“I dati che l’Istat ha diramato oggi sui livelli di istruzione e i loro riflessi sul lavoro ci riconfermano l’immagine di una società in cui le diseguaglianze si trasmettono di genitori in figli.
Anche il livello di istruzione dei genitori (così come sappiamo essere vero per la situazione economica) condiziona infatti in modo rilevante quello dei figli: il 23,9% dei figli di genitori con un basso livello di istruzione abbandona precocemente gli studi e solo il 12,8% raggiunge il titolo terziario. Al contrario, se anche solo uno dei genitori è laureato, queste percentuali diventano rispettivamente 1,6% e 67,1%. Dati che fanno riflettere sulla scelta propagandistica di chiamare “del merito” il nostro ministero dell’Istruzione. Il merito di nascere nella famiglia giusta.

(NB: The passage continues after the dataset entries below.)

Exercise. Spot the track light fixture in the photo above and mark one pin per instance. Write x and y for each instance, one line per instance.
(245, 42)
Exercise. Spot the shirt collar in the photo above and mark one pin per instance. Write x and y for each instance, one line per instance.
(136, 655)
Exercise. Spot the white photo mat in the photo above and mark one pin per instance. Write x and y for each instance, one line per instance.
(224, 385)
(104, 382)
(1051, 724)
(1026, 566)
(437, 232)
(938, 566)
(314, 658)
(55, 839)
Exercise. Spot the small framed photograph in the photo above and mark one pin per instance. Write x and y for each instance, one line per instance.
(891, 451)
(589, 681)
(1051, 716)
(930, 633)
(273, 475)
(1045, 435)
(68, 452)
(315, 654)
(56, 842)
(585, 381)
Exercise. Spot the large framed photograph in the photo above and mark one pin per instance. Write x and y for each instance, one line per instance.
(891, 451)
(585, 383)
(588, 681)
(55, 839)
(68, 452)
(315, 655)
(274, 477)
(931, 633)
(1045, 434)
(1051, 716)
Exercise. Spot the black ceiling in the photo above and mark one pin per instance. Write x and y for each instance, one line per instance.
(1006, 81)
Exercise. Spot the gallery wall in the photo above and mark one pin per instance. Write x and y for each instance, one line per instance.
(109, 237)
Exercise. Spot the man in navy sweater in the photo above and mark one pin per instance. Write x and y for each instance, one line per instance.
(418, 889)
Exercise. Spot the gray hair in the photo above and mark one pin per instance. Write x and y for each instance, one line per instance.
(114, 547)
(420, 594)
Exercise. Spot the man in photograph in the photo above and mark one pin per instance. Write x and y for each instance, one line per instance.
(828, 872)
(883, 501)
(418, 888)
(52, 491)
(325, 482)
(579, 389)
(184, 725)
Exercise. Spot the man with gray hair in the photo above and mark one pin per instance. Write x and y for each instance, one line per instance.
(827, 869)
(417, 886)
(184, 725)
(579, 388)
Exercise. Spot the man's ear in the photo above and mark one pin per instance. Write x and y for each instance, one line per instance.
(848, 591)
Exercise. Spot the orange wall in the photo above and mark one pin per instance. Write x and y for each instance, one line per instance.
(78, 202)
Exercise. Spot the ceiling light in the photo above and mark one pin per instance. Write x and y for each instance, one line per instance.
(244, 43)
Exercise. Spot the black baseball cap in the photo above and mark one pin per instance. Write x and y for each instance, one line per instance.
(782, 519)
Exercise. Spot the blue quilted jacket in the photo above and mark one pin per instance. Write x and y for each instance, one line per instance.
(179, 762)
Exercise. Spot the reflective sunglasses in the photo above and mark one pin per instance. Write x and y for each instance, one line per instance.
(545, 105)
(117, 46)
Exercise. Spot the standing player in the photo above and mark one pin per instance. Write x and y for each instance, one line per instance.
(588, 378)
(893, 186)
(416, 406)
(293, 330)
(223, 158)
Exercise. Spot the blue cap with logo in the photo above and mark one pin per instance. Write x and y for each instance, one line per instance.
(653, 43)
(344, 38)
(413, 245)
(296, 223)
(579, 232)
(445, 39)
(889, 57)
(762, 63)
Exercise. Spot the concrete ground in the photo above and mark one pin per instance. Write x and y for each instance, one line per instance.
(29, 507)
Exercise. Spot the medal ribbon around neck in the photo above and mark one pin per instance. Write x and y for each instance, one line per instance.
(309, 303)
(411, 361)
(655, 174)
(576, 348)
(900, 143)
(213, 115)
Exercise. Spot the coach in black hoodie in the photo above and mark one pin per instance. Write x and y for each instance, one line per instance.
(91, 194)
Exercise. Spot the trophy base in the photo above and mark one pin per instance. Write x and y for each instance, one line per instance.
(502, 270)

Questo fatto è ancora più grave dal momento che, come dimostrano i dati dell’Istat, il livello di istruzione è un fattore importante nel ridurre le profonde diseguaglianze che attraversano il nostro mondo del lavoro e che pure i dati di oggi confermano in tutta la loro drammaticità: al crescere del livello di istruzione si riducono i divari del tasso di occupazione fra generi (che resta di più di 19 punti percentuali), fra generazioni e fra territori. Si riduce l’incidenza del part time involontario e del lavoro a termine, e quindi la precarietà del lavoro.
Restano invece molto bassi i premi occupazionali dell’istruzione per i cittadini stranieri. E anche su questa evidenza di discriminazione occorrerebbe riflettere”.
Lo scrive in una nota Maria Cecilia Guerra, responsabile Lavoro del Partito Democratico.